Dream Askew is made using a role-playing game framework called Belonging Outside Belonging, developed by Adler in collaboration with Benjamin Rosenblum (designer of Dream Apart, published in the same volume as Dream Askew). Belonging Outside Belonging-powered games are collaborative games that eschew the normal trappings of role-playing games (the use of dice, the deference to a “game master”) in order to better facilitate the telling of stories about “hopeful, precarious, vulnerable” people; stories “about what happens when marginalized groups establish their own communities, just outside or hidden within the boundaries of a dominant culture.” (Here’s a series of podcast interviews with a number of different game designers working with the Belonging Outside Belonging system, if you’re interested in learning more.)
In setting the stage for how these dynamics play out in Dream Askew, Adler writes:
Imagine that the collapse of civilization didn’t happen everywhere at the same time.
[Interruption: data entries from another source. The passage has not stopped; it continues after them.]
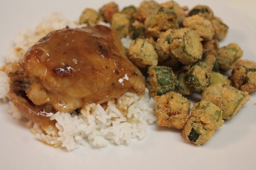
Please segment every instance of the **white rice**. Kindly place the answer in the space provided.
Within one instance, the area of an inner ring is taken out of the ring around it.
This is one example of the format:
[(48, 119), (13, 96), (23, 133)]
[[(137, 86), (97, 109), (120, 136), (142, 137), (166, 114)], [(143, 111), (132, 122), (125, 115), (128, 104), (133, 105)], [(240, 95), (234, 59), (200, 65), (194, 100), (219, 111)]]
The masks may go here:
[[(6, 53), (6, 62), (17, 62), (30, 46), (49, 32), (67, 26), (78, 27), (61, 14), (52, 13), (40, 23), (35, 31), (29, 29), (21, 31), (15, 40), (14, 47)], [(131, 40), (128, 37), (122, 41), (127, 47)], [(0, 72), (0, 98), (6, 101), (9, 79), (4, 72)], [(14, 117), (23, 117), (12, 101), (9, 104), (8, 112)], [(147, 89), (143, 96), (127, 92), (106, 105), (88, 104), (79, 113), (57, 112), (50, 118), (57, 122), (55, 126), (58, 131), (55, 134), (44, 131), (39, 124), (31, 121), (27, 125), (32, 126), (31, 132), (42, 141), (70, 151), (87, 143), (97, 147), (107, 146), (108, 144), (128, 143), (132, 138), (142, 139), (146, 135), (148, 125), (156, 120), (153, 111), (154, 101), (149, 97)]]

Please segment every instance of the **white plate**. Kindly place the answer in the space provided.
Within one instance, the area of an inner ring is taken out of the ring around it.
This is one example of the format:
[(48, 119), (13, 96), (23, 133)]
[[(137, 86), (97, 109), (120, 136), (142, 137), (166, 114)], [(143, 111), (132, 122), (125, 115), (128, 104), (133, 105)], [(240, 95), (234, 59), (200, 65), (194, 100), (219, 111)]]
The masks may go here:
[[(95, 9), (106, 1), (32, 0), (0, 2), (0, 55), (12, 45), (15, 35), (25, 28), (34, 28), (49, 12), (61, 11), (78, 20), (85, 7)], [(159, 0), (159, 2), (164, 1)], [(120, 8), (136, 0), (116, 1)], [(256, 61), (256, 32), (226, 3), (220, 0), (179, 0), (192, 7), (209, 5), (215, 15), (230, 27), (221, 46), (237, 42), (244, 50), (244, 59)], [(111, 170), (253, 170), (256, 167), (256, 93), (235, 117), (226, 121), (212, 138), (200, 147), (186, 142), (181, 131), (155, 124), (141, 141), (127, 145), (92, 148), (88, 144), (71, 152), (41, 143), (24, 123), (7, 113), (8, 105), (0, 103), (0, 169)]]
Instead, it’s happening in waves. Every day, more people fall out of the society intact. We queers were always living in the margins of that society, finding solidarity, love, and meaning in the strangest of places.
[…]
We banded together to form a queer enclave — a place to live, sleep, and hopefully heal. More than ever before, each of us is responsible for the survival and fate of our community. What lies in the rubble? For this close-knit group of queers, could it be utopia?
It’s a little too late for me to include this game in my class, which is a bit of a shame—about a week ago I was out there explicitly looking for queer utopian texts, and this would have filled that gap quite nicely—but I’m also maintaining an Are.na channel for supplementary materials on the topic of utopia, and I’ll be sure to post this game to that channel. (Students might be able to spot it there, as I’ll be sharing my channel with them, and I’ll be having them maintain their own Are.na channels as well.)
Are.na, in case you aren’t familiar, is a “visual organization tool” built by artists, designers, and creative entrepreneurs, and it emphasizes mindfulness, focus, and collaboration in its “value proposition.” It is ad-free, provides no mechanism for “likes,” provides no algorithmically-recommended content, and does not sell information about you to third parties. In these ways and others, it presents its own sort of utopian vision by suggesting a world in which tech companies could be more humane and ethical.